I swore at it and shook my wrist out, but I was not going to give
up. In one final act of desperation I gripped the drawer handle
with both hands, planting one foot firmly against the lower
drawers, and pulled as hard as I could. Suddenly, I felt something
release and the drawer came flying out of the cabinet. A variety of
objects flew past me as I spun around and lost my balance, landing
in a heap on the ugly linoleum. Sitting on the floor, I rotated my
shoulders and neck to make sure I hadn’t hurt myself and then
started to laugh self-consciously, grateful no one had seen me fly
across the room.

I looked at what was strewn about the floor
and saw a hammer, nails, screwdrivers, a wrench, other assorted
tools, pencils, a flashlight with batteries that leaked out, a
wooden folding tape measure, and one fork but no spoon. I crawled
about picking up the objects, tossing them into the drawer, then
inserted it back into its opening. It puzzled me, because the
drawer wasn’t that full, and I wondered what had blocked it from
opening. Maybe the hammer got wedged in crookedly somehow. Talk
about a junk drawer. Not knowing what I might find next, I sat back
on my heels and slowly pulled on the next drawer down and started
to laugh softly again. Well, who doesn’t need underwear and socks
in the kitchen? There had to be more to that story. My mother
hadn’t mentioned any dementia in my grandfather’s health, but maybe
she hadn’t seen it in her limited dealings with him.

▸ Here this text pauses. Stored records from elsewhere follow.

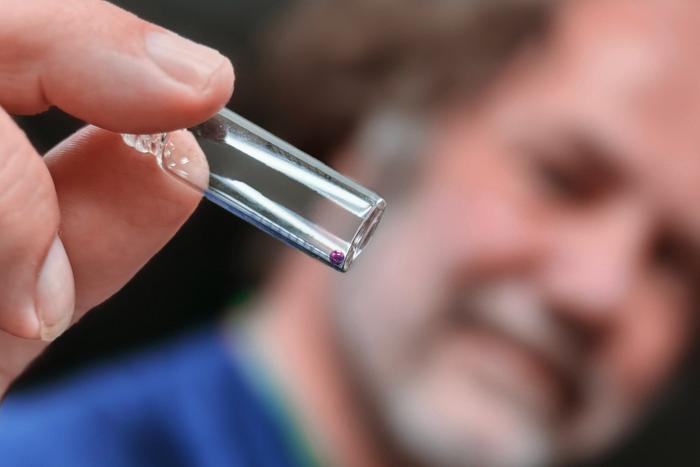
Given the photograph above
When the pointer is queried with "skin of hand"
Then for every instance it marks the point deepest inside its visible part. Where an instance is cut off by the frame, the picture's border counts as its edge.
(79, 223)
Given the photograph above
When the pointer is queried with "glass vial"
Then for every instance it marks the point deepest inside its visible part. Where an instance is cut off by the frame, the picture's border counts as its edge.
(274, 186)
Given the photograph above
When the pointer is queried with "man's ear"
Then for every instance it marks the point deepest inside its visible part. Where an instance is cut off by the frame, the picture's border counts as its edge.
(386, 152)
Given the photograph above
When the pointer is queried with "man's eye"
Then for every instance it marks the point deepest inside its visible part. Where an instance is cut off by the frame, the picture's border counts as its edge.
(566, 184)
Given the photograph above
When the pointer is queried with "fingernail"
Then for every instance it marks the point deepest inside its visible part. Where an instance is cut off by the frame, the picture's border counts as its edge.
(185, 61)
(55, 294)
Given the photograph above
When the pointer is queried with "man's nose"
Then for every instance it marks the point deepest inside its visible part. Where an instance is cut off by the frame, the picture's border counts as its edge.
(592, 261)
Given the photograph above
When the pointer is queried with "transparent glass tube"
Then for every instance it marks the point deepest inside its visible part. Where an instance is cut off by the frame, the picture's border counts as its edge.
(272, 185)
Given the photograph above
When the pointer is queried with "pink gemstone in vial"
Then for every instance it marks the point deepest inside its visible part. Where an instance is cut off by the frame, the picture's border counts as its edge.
(337, 257)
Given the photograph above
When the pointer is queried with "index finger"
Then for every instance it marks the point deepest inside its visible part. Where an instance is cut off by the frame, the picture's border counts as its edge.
(106, 66)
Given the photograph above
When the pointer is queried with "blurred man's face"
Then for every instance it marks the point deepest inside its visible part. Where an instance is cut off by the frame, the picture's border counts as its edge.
(533, 291)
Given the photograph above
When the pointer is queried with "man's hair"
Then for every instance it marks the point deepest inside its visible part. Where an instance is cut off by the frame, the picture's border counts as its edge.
(327, 64)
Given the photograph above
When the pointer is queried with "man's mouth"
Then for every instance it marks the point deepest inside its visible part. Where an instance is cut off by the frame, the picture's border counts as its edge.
(534, 369)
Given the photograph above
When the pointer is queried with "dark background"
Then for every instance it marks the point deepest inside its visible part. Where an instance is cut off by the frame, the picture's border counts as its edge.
(211, 263)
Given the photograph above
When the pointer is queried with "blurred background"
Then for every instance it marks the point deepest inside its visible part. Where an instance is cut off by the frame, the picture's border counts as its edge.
(216, 261)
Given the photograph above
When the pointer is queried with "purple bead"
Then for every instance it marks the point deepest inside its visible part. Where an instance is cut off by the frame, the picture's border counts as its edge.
(337, 257)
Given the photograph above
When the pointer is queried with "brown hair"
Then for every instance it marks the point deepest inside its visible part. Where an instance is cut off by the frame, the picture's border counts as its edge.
(326, 64)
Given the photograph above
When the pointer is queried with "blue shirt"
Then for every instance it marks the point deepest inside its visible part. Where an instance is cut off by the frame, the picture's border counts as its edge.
(190, 403)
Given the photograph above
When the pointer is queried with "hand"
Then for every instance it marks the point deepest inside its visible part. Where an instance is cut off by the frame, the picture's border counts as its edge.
(77, 225)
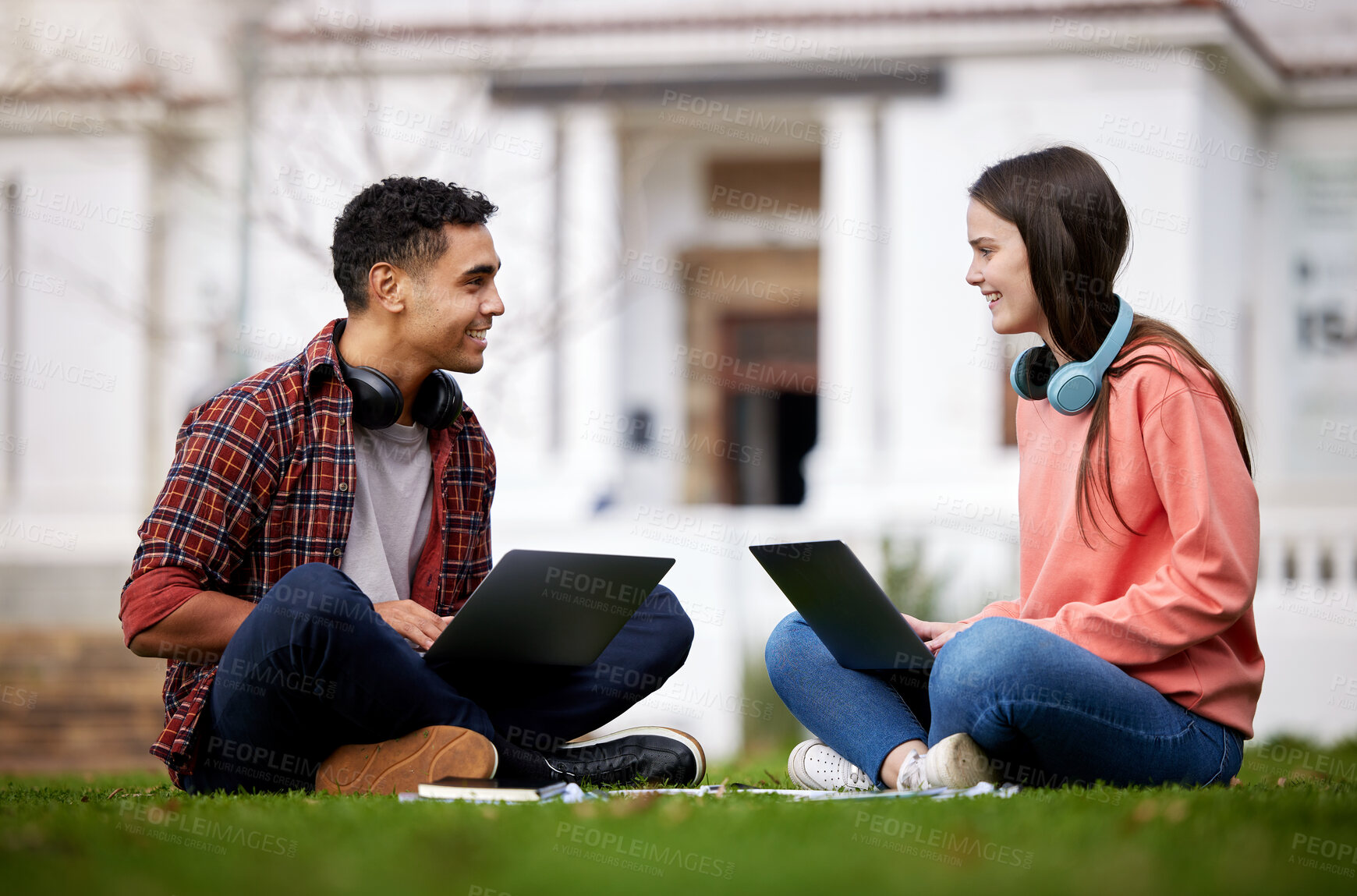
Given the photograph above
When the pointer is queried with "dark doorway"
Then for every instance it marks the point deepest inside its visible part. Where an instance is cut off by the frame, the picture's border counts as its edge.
(772, 434)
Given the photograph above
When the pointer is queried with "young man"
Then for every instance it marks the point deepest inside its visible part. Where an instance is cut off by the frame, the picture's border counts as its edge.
(324, 519)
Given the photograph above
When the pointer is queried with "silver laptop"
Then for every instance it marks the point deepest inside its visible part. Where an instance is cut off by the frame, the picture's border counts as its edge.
(845, 606)
(548, 607)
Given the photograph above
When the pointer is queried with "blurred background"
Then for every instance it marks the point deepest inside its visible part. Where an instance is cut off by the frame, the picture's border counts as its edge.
(733, 249)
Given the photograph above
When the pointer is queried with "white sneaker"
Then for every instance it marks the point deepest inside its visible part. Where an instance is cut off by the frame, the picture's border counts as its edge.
(814, 766)
(955, 762)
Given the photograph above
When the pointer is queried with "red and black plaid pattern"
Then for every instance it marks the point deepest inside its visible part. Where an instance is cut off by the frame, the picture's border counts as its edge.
(262, 482)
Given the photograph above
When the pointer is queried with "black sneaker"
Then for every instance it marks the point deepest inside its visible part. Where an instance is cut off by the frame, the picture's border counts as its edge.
(657, 755)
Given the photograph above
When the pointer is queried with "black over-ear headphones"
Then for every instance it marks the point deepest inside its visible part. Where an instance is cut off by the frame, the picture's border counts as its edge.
(377, 403)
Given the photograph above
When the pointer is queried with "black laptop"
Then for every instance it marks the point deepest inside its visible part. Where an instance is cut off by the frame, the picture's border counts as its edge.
(548, 608)
(845, 606)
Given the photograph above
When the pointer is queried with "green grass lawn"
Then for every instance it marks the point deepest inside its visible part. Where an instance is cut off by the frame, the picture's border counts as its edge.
(76, 835)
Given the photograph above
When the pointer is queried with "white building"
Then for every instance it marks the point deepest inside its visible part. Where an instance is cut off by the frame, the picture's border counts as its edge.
(732, 232)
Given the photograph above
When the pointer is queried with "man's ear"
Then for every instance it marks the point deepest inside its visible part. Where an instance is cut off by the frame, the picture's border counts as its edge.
(388, 285)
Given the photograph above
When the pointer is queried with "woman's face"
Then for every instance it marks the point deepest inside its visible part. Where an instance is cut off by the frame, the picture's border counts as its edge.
(999, 269)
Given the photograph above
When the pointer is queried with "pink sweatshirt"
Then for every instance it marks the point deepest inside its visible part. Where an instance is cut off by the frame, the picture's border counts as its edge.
(1171, 607)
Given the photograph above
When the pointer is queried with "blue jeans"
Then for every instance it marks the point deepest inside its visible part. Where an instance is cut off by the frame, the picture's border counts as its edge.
(314, 667)
(1043, 709)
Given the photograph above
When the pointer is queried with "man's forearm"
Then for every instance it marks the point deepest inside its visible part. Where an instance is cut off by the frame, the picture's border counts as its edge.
(197, 630)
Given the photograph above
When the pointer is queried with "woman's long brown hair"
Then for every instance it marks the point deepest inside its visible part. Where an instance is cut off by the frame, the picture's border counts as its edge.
(1076, 232)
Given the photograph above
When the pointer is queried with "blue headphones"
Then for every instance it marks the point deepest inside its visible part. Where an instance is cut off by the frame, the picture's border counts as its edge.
(1071, 388)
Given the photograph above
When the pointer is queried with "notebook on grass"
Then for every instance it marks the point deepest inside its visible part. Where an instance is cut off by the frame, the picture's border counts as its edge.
(498, 789)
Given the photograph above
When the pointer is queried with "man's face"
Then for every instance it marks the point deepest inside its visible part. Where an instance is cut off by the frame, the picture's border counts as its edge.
(455, 300)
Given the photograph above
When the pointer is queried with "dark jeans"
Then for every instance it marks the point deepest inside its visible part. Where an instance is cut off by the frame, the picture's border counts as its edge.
(314, 667)
(1043, 709)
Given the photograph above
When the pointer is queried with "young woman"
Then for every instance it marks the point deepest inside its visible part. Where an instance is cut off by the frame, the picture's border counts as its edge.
(1129, 654)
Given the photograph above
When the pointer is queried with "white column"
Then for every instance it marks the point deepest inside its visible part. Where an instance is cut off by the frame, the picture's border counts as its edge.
(590, 340)
(843, 461)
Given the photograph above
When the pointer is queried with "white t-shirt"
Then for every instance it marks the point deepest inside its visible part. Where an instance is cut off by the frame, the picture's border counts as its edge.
(392, 503)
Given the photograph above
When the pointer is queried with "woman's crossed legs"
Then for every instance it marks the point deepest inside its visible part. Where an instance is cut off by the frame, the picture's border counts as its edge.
(1043, 709)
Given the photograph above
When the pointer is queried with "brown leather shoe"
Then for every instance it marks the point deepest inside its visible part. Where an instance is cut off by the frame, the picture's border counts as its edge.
(402, 765)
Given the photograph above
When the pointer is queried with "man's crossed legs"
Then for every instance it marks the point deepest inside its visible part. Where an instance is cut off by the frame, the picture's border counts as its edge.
(315, 668)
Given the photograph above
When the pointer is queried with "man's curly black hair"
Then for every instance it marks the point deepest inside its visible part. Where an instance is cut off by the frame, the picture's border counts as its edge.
(399, 221)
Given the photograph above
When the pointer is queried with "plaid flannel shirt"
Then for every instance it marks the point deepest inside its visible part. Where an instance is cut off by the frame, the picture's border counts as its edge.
(262, 482)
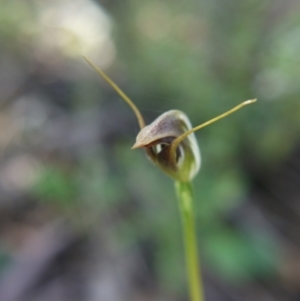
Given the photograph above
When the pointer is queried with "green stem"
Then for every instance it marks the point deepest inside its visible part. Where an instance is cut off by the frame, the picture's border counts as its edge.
(185, 196)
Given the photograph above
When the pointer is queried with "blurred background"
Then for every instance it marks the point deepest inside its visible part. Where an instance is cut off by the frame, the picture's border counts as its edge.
(82, 216)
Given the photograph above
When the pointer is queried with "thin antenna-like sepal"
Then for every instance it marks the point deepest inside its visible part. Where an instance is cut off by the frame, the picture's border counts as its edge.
(179, 139)
(120, 92)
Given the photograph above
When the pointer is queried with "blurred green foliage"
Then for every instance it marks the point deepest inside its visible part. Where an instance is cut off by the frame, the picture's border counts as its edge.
(199, 57)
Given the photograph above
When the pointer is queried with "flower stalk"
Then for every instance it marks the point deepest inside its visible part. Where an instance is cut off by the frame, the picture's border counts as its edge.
(185, 197)
(170, 143)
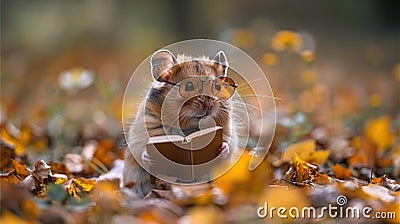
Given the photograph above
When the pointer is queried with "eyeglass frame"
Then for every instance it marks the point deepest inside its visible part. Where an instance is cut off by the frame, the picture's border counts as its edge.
(205, 80)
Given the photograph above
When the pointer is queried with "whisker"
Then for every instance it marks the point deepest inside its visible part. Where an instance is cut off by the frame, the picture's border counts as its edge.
(248, 84)
(260, 95)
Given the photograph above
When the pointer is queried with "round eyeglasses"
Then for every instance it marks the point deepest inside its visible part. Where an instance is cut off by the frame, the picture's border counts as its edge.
(221, 88)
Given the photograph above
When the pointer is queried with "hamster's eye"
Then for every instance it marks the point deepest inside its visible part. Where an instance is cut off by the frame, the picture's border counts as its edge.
(217, 87)
(189, 86)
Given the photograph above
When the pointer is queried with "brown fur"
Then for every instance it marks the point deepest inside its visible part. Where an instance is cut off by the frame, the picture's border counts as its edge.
(148, 121)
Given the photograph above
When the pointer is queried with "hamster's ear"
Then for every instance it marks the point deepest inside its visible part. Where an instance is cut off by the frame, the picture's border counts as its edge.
(161, 61)
(220, 57)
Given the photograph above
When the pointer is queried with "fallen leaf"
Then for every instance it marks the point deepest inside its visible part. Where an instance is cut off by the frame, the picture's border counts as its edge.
(379, 133)
(302, 149)
(305, 151)
(365, 153)
(341, 172)
(79, 187)
(380, 192)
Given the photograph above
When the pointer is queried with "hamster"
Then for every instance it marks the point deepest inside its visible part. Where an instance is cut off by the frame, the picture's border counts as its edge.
(185, 109)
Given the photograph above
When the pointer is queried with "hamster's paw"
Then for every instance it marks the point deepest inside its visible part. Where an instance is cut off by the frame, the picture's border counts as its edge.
(147, 159)
(224, 150)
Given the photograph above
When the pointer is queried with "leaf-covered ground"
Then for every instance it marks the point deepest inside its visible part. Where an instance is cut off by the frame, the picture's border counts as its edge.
(330, 149)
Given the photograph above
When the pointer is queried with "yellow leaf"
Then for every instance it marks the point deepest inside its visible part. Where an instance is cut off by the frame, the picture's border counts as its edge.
(86, 184)
(78, 187)
(30, 210)
(286, 39)
(341, 172)
(302, 149)
(318, 157)
(8, 217)
(378, 131)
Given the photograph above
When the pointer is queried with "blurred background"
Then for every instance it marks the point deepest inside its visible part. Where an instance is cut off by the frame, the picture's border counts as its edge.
(65, 64)
(334, 67)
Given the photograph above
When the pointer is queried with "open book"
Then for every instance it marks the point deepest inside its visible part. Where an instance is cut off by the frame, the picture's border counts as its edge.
(186, 158)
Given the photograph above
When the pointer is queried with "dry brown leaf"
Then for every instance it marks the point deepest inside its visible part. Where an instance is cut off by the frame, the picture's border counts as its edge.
(341, 172)
(60, 168)
(79, 186)
(302, 149)
(365, 153)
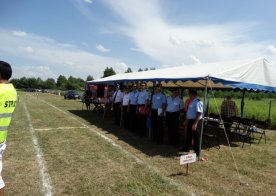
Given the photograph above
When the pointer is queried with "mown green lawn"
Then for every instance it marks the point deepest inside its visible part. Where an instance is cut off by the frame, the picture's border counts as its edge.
(256, 109)
(79, 161)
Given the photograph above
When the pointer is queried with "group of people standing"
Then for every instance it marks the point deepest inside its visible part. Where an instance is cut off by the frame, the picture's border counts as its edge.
(137, 110)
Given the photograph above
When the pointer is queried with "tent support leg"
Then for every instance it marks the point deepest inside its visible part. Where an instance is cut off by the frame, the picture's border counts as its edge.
(202, 124)
(105, 102)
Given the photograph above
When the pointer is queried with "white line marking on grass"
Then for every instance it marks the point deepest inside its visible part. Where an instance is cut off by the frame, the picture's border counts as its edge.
(176, 183)
(48, 129)
(46, 183)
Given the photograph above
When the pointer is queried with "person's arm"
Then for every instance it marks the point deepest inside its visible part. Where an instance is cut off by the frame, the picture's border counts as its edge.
(199, 109)
(198, 114)
(164, 103)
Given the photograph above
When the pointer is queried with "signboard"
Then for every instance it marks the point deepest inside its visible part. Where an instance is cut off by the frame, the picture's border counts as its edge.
(187, 158)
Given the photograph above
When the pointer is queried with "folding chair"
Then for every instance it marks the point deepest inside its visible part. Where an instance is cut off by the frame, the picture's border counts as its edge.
(242, 130)
(259, 127)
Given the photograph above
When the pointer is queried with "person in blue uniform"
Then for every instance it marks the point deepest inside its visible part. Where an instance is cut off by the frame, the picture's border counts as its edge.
(157, 114)
(143, 101)
(117, 100)
(174, 106)
(194, 121)
(124, 107)
(132, 107)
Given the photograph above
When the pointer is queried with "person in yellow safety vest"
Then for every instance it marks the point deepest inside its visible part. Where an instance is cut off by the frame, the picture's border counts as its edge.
(8, 97)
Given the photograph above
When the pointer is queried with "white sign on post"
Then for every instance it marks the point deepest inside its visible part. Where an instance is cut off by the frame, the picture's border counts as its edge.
(187, 158)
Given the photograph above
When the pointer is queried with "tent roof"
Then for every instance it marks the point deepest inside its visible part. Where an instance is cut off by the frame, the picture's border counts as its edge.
(257, 75)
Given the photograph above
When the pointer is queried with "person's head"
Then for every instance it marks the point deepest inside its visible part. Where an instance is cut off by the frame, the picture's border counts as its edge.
(5, 70)
(126, 89)
(158, 88)
(117, 86)
(192, 93)
(175, 92)
(134, 87)
(143, 85)
(228, 98)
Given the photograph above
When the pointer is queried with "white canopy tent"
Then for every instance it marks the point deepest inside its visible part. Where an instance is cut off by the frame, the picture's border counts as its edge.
(257, 75)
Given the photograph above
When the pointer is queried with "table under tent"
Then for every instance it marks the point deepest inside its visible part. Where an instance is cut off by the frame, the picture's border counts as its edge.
(243, 75)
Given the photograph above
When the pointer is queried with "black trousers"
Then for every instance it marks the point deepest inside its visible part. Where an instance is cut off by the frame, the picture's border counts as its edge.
(172, 119)
(142, 123)
(117, 112)
(125, 117)
(227, 123)
(194, 135)
(157, 127)
(132, 117)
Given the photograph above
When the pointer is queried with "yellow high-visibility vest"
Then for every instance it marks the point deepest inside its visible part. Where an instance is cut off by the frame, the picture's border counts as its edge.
(8, 97)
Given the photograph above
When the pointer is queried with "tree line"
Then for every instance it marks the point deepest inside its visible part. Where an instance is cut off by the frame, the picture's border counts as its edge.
(72, 83)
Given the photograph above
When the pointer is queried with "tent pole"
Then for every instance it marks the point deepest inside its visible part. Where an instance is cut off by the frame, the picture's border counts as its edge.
(242, 104)
(269, 111)
(202, 124)
(106, 94)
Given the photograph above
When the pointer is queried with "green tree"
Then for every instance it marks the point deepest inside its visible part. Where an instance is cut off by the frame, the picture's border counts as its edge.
(129, 70)
(108, 72)
(89, 78)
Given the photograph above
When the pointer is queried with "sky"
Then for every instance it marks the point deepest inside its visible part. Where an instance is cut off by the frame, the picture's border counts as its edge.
(78, 38)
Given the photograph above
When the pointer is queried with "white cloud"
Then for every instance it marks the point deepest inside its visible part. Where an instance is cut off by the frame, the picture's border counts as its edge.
(28, 49)
(101, 48)
(179, 44)
(19, 33)
(271, 49)
(88, 1)
(59, 58)
(43, 72)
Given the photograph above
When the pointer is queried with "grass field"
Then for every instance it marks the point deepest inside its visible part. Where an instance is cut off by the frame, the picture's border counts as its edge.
(82, 154)
(257, 109)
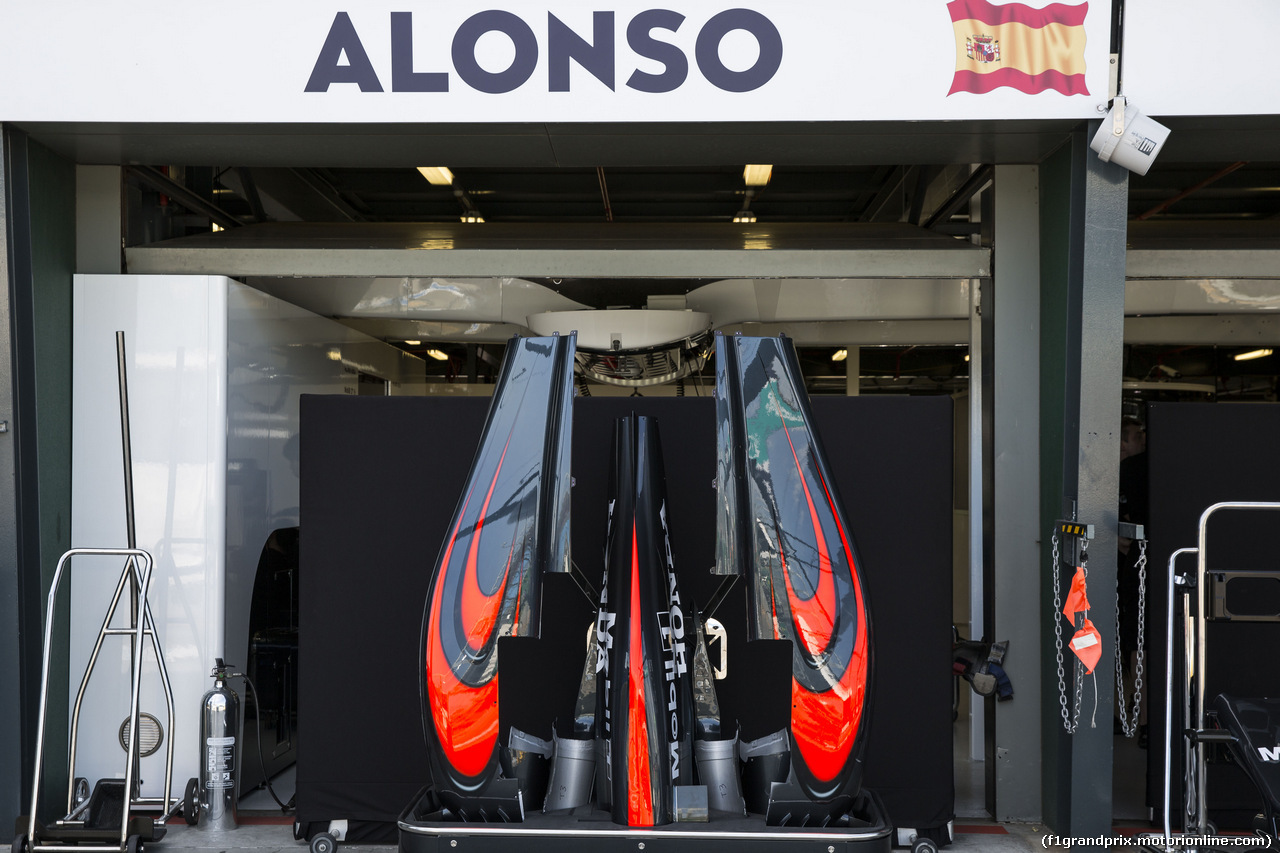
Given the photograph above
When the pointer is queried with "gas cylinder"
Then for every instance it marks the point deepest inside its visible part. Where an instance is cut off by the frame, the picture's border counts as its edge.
(219, 724)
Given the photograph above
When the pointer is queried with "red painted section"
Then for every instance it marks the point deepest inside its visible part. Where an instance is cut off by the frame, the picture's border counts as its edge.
(824, 725)
(466, 717)
(639, 788)
(479, 611)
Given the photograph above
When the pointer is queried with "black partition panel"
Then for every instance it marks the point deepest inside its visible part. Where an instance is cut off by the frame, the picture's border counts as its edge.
(1200, 455)
(382, 477)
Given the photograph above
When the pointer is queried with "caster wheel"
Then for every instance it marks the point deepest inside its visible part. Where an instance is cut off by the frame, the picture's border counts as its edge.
(191, 802)
(324, 843)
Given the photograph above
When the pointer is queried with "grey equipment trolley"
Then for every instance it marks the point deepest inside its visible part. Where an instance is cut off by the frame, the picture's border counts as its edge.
(1247, 726)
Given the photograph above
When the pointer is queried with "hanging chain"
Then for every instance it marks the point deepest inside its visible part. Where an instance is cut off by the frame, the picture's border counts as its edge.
(1083, 557)
(1130, 726)
(1057, 641)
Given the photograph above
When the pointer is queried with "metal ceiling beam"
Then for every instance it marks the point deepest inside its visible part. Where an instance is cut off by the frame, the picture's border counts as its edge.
(327, 195)
(1165, 205)
(976, 183)
(161, 182)
(250, 188)
(604, 194)
(892, 185)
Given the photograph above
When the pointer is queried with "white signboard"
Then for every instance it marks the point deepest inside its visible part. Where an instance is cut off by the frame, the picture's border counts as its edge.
(1183, 58)
(551, 60)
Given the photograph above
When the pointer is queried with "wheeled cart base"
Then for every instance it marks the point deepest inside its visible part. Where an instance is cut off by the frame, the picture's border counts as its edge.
(425, 829)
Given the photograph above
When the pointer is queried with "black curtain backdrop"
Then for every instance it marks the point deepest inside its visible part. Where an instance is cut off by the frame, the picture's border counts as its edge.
(380, 480)
(1200, 455)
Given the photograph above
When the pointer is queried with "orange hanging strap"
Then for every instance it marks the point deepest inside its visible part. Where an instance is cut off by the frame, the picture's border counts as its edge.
(1087, 644)
(1077, 601)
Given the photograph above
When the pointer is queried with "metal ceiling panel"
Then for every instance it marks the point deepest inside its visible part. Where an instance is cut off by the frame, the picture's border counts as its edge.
(584, 250)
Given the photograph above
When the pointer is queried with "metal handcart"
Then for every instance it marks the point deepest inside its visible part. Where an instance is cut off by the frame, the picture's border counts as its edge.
(106, 821)
(114, 817)
(1234, 723)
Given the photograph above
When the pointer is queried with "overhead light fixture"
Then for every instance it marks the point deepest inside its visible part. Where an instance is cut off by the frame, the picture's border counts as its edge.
(757, 174)
(437, 176)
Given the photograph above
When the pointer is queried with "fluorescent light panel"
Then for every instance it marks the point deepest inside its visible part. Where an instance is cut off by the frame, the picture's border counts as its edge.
(437, 176)
(757, 174)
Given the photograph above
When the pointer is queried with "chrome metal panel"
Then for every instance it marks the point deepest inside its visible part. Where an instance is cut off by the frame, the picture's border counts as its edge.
(795, 300)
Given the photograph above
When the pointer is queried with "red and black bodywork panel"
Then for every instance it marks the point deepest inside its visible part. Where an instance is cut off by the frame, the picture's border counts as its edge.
(782, 527)
(645, 644)
(510, 527)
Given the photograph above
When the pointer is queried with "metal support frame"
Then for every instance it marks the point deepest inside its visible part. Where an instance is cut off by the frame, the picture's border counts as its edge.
(10, 569)
(160, 182)
(1080, 387)
(1011, 368)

I rose to my feet and moved across the room,
trying other drawers. Finally, in the drawer next to the
refrigerator I found some silverware. “It’s always in the last
place you look,” I muttered as I proceeded to pop my plastic,
single-brew pod into my new coffee maker to brew a hot cup of
life-giving elixir, and in two minutes I was sipping my hot
beverage, feeling like I could take on the world.